The Adam Project


When Terry Gilliam cast Bruce Willis in 12 Monkeys he told him he did not want any Bruce Willisisms. I wish some director would have a similar conversation with Ryan Reynolds now. I already talked about this in my review of Red Notice and Free Guy, and 6 Underground and there has been no change. He really needs to do something different again; he seems to have been stuck in Deadpool mode since 2015.

The frustrating thing is that he does have real versatility. You don’t even have to go back to films like Self/Less, Woman in Gold or The Voices, you can see it in this movie. Any moments of emotion or real acting are eclipsed by the quips though. Please Gilliam, give this guy a call.

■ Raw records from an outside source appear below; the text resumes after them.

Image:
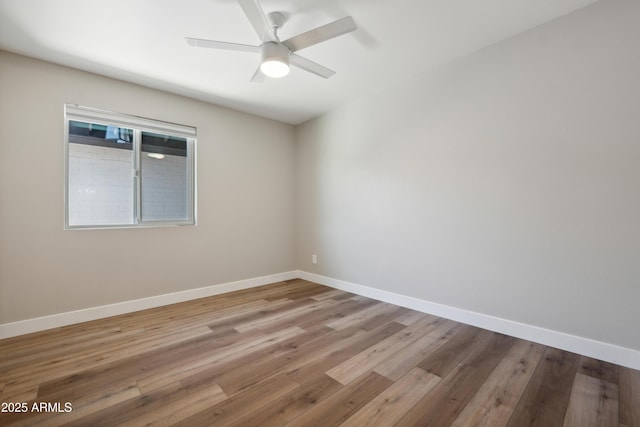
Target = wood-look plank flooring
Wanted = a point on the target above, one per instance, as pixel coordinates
(299, 354)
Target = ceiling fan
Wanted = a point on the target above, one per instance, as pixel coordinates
(276, 55)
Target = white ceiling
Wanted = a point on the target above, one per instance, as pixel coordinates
(142, 41)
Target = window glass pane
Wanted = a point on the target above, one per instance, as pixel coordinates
(100, 165)
(164, 172)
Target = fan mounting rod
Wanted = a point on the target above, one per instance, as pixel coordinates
(276, 19)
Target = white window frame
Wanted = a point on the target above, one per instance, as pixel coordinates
(74, 112)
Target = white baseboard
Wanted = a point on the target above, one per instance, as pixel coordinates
(22, 327)
(585, 346)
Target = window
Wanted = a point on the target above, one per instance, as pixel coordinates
(125, 171)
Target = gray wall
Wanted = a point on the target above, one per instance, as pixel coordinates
(505, 183)
(245, 199)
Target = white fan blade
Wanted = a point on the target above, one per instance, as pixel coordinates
(221, 45)
(310, 66)
(320, 34)
(258, 77)
(256, 17)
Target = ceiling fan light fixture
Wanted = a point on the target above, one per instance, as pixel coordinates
(275, 60)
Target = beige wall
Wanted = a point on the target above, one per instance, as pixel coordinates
(506, 183)
(245, 199)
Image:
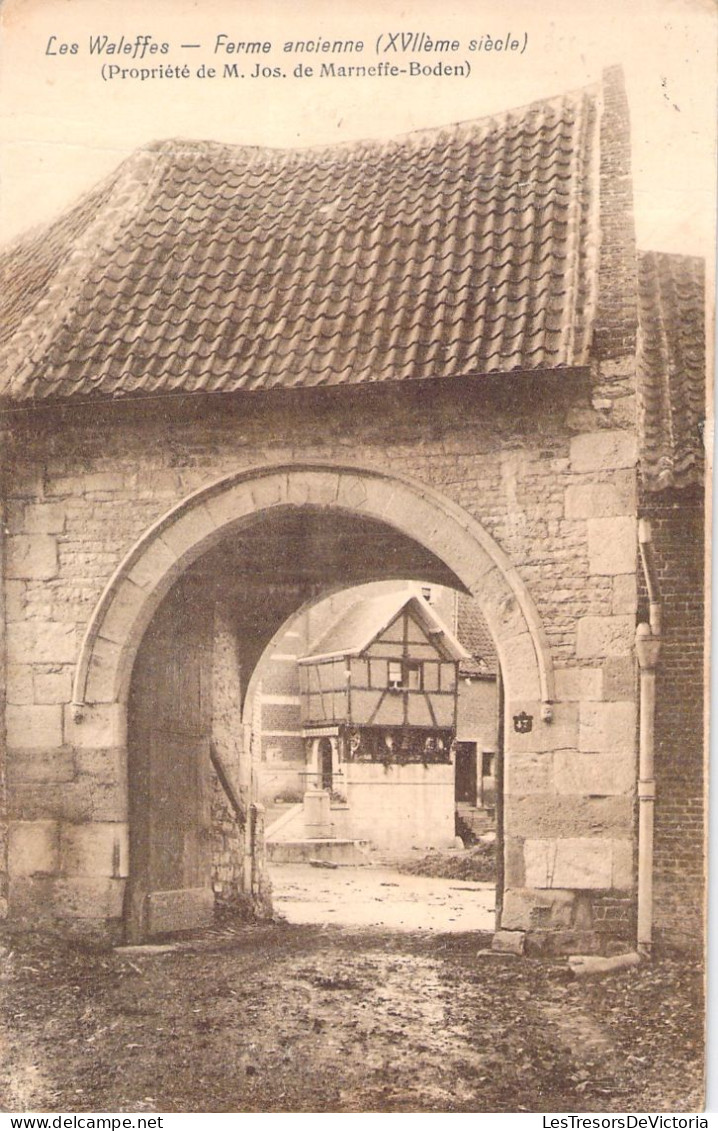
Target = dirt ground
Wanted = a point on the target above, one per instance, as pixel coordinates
(277, 1017)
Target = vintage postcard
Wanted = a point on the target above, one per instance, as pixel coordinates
(357, 426)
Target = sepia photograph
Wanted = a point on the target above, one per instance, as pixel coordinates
(356, 409)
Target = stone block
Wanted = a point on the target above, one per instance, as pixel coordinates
(623, 873)
(574, 862)
(19, 684)
(88, 897)
(509, 942)
(44, 518)
(34, 726)
(155, 562)
(599, 637)
(179, 911)
(102, 685)
(548, 817)
(107, 766)
(603, 451)
(124, 609)
(95, 726)
(599, 500)
(528, 774)
(269, 491)
(33, 557)
(620, 678)
(520, 667)
(53, 687)
(33, 847)
(612, 545)
(521, 908)
(606, 775)
(624, 598)
(606, 726)
(316, 488)
(62, 801)
(561, 732)
(513, 861)
(40, 765)
(199, 524)
(574, 683)
(94, 849)
(42, 642)
(15, 595)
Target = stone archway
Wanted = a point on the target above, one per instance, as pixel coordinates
(230, 506)
(172, 544)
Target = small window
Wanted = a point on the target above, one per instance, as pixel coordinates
(413, 675)
(405, 675)
(396, 675)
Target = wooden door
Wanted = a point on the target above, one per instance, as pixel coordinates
(170, 771)
(465, 773)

Rather than waiting to work with the famous ex-Python, Reynolds has re-teamed here with his Free Guy director Shawn Levy and neither man seems keen to shake things up (Levy called the shots on chunks of Stranger Things so he has it in him too yet is still falling back on his Night at the Museum fun over logic approach). The Adam Project is a time travel action film but it’s not going to sit alongside the classics, being more interested in the ride than anything cleverer than that; like you know, time travel. It all looks good but this sure isn’t one where anyone will be debating the paradoxes or alternate realities. The film actually has a little knock at other movies that include things like multiverses but it hasn’t earned the right to be superior about it. Spider-Man is not going to feel the sting.

I think The Adam Project is a marginal improvement on Free Guy because it recognises that it can have fun and take itself seriously at the same time, it has some discipline where this duo’s previous film was all over the place. It has nice character moments, entertaining action beats and some neat effects sequences (not the de-aging, that is ropey) and some of the supporting actors, Mark Ruffalo and Jennifer Garner, are committed to the material. Its greatest asset though is twelve year old Walter Scobell who will provide any viewers around that age with a brilliant gateway into the film. If I’d seen this when I was the same age I’d have loved it (but for the fact that when I was this age I had Back to the Future). Actually, as the younger version of protagonist Adam, Scobell does show that Reynolds’ ageing schtick can work if taken back to its adolescence.


The Ripley Factor:

With the exception of Garner, it is the performances from the female cast that feel underplayed, possibly because of what they have to work with. Catherine Keener is very one note as the villain of the piece, despite some clear intentions to make her otherwise. Her evil plan is also completely unexplained and there seems to be an examination of the whole ‘would you kill Hitler as a young man’ conundrum that they totally forgot to examine.

Zoe Saldaña is the ostensible female lead but her part is so poorly developed as to be little more than an extended cameo. She is essentially just a plot device and she has next to no chemistry with Reynolds.

Still, what’s done it done. There’s no changing it.